Bien que la guerre civile d’Amérique ait pris fin il y a plus de 150 ans, elle génère toujours des controverses. Les événements récents à Charlottesville, en Virginie, où le démantèlement d'un monument de guerre confédéré a débouché sur des violences qui ont provoqué un mort le 13 août, ne constituent qu'un exemple récent.
La guerre civile constitue incontestablement un tournant dans l'histoire américaine, et les dirigeants russes suivaient de près les événements. Ils finirent par jouer un rôle modeste, mais essentiel, qui s'est avéré crucial pour la victoire du Nord.
« La Russie désire plus que tout le maintien de l'Union américaine en tant que nation indivisible », a déclaré le ministre des Affaires étrangères Alexander Gortchakov en 1862 à Bayard Taylor, secrétaire de l'ambassade américaine à Saint-Pétersbourg.
Parmi les autres pays européens, seule la Suisse a ouvertement soutenu l'Union. En ce qui concerne les deux principales puissances européennes – la Grande-Bretagne et la France – leurs dirigeants ont envisagé la possibilité d'une intervention aux côtés de la Confédération, mais ils y ont plus tard renoncé et sont restés neutres.
Dans la lettre susmentionnée à Taylor, Gortchakov faisait allusion au fait que son pays s’était vu proposer de rejoindre une coalition qui soutiendrait vraisemblablement la Confédération, une option formellement rejetée côté russe.
Navires de guerre russes près de New York. Crédit : Archives
Le rôle de la Russie dans la guerre civile alla plus loin que la simple expression d’un soutien diplomatique. En septembre 1863, une flotte russe de six navires de guerre se dirigea vers la côte orientale de l'Amérique du Nord et y resta sept mois. Basés à New York, ils patrouillaient dans les environs. Une chose similaire s'est produite sur la côte ouest, où une flotte de six navires de guerre était basée à San Francisco. Cela a contribué à prévenir les attaques surprise des Sudistes sur ces villes portuaires cruciales de l'Union.
Les citoyens et le gouvernement de l'Union ont accueilli chaleureusement la marine russe, et les témoins rapportent que les Américains désiraient voir les marins et les officiers russes et les inviter à des banquets et des célébrations.
« La Russie a envoyé ses flottes dans les eaux américaines afin d’exprimer ses sympathies pour la cause de l'Union », a déclaré avec enthousiasme l'historien américain James Callahan en 1908. Plus tard, cependant, les historiens ont compris que la vérité était plus compliquée.
Crédit : Getty Images
La Russie n'était pas profondément préoccupée par le conflit interne en Amérique, même si Alexandre II était lui-même célèbre pour avoir aboli le servage en 1861, deux ans avant que Lincoln ne mette fin à l'esclavage. Comme l'a souligné l'historien Nikolaï Bolkhovitinov dans un article, la Russie avait des raisons pragmatiques de soutenir le Nord.

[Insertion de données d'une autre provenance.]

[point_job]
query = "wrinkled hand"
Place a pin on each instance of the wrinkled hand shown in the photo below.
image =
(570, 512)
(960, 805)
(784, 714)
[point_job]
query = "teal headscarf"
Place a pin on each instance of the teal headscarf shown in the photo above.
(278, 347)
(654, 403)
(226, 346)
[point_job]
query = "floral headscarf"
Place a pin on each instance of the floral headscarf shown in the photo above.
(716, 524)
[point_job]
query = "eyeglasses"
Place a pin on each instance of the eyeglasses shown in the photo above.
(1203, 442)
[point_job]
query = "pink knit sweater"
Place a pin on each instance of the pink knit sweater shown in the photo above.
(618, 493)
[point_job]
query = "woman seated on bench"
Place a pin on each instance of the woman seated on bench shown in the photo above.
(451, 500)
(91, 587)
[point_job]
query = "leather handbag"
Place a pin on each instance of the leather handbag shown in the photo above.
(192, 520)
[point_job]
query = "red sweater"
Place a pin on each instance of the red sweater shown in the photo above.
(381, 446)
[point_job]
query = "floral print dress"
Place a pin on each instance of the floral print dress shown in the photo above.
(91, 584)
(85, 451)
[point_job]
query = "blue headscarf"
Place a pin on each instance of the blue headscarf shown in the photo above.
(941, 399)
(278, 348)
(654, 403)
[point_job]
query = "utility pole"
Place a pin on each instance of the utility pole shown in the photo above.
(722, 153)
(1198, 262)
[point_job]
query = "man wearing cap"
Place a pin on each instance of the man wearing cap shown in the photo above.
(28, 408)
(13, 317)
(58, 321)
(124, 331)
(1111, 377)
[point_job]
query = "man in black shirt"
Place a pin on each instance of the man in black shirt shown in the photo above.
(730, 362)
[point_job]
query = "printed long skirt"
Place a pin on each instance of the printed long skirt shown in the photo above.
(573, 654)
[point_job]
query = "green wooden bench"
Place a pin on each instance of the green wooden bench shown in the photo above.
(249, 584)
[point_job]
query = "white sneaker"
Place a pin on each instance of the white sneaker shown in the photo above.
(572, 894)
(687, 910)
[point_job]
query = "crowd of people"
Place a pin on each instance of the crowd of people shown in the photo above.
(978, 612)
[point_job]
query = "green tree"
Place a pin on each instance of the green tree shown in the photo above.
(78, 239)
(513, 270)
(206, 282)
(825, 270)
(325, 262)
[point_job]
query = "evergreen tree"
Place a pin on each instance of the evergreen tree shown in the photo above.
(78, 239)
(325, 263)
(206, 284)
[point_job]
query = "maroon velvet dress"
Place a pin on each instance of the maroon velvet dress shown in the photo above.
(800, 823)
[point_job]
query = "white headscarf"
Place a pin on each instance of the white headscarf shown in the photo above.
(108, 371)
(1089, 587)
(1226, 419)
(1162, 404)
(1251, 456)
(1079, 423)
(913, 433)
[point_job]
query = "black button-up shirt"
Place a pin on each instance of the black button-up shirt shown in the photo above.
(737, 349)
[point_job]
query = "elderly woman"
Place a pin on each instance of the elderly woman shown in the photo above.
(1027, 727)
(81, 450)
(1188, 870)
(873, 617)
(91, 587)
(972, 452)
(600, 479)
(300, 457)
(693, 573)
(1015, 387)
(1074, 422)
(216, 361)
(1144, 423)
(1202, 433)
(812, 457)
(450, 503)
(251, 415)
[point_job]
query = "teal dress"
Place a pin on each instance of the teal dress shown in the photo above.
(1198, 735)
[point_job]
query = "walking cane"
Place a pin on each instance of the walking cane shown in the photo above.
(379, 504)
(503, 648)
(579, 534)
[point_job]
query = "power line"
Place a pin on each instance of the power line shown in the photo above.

La seconde moitié du XIXe siècle a été difficile pour la Russie en termes de relations internationales. Après avoir perdu la guerre de Crimée (1853 – 1856) face à une alliance réunissant la Grande-Bretagne, la France et l'Empire ottoman, la Russie fait face à un autre défi quelques années plus tard. En 1863, un soulèvement éclate dans les régions de l'ancien État polono-lituanien sous domination russe.
Encouragés par la récente défaite militaire de la Russie, les Polonais ont tenté de retrouver leur indépendance, et la Grande-Bretagne et la France envisageaient une intervention du côté polonais. Bolkhovitinov souligne que le transfert d'une partie de la marine russe en Amérique aurait fourni une aide en cas de guerre contre les puissances européennes. Basés dans des ports neutres, les navires de guerre russes auraient pu plus facilement attaquer les navires britanniques et français dans l'Atlantique et le Pacifique. Mais cela ne fut pas nécessaire, la Grande-Bretagne et la France n’ayant pas soutenu le soulèvement polonais, qui fut écrasé par les troupes russes.
Des recherches dans les archives du gouvernement russe prouvent le bien-fondé du point de vue de Bolkhovitinov : la Russie a soutenu les États-Unis de manière pragmatique, et non par fidélité aux idées de l’Union. Pourtant, cela n’enlève rien au fait que la coopération fut cruciale pour la cause de l'Union.
L'Union pouvait être assurée que ses côtes étaient sûres, ce qui a aidé le Nord à triompher lors de la guerre civile. Il est facile d'imaginer que sans la marine russe, les ports stratégiques de New York et de San Francisco eussent pu être attaqués et gravement endommagés, ce qui aurait constitué un coup dur pour l'effort de guerre et le moral de l'Union.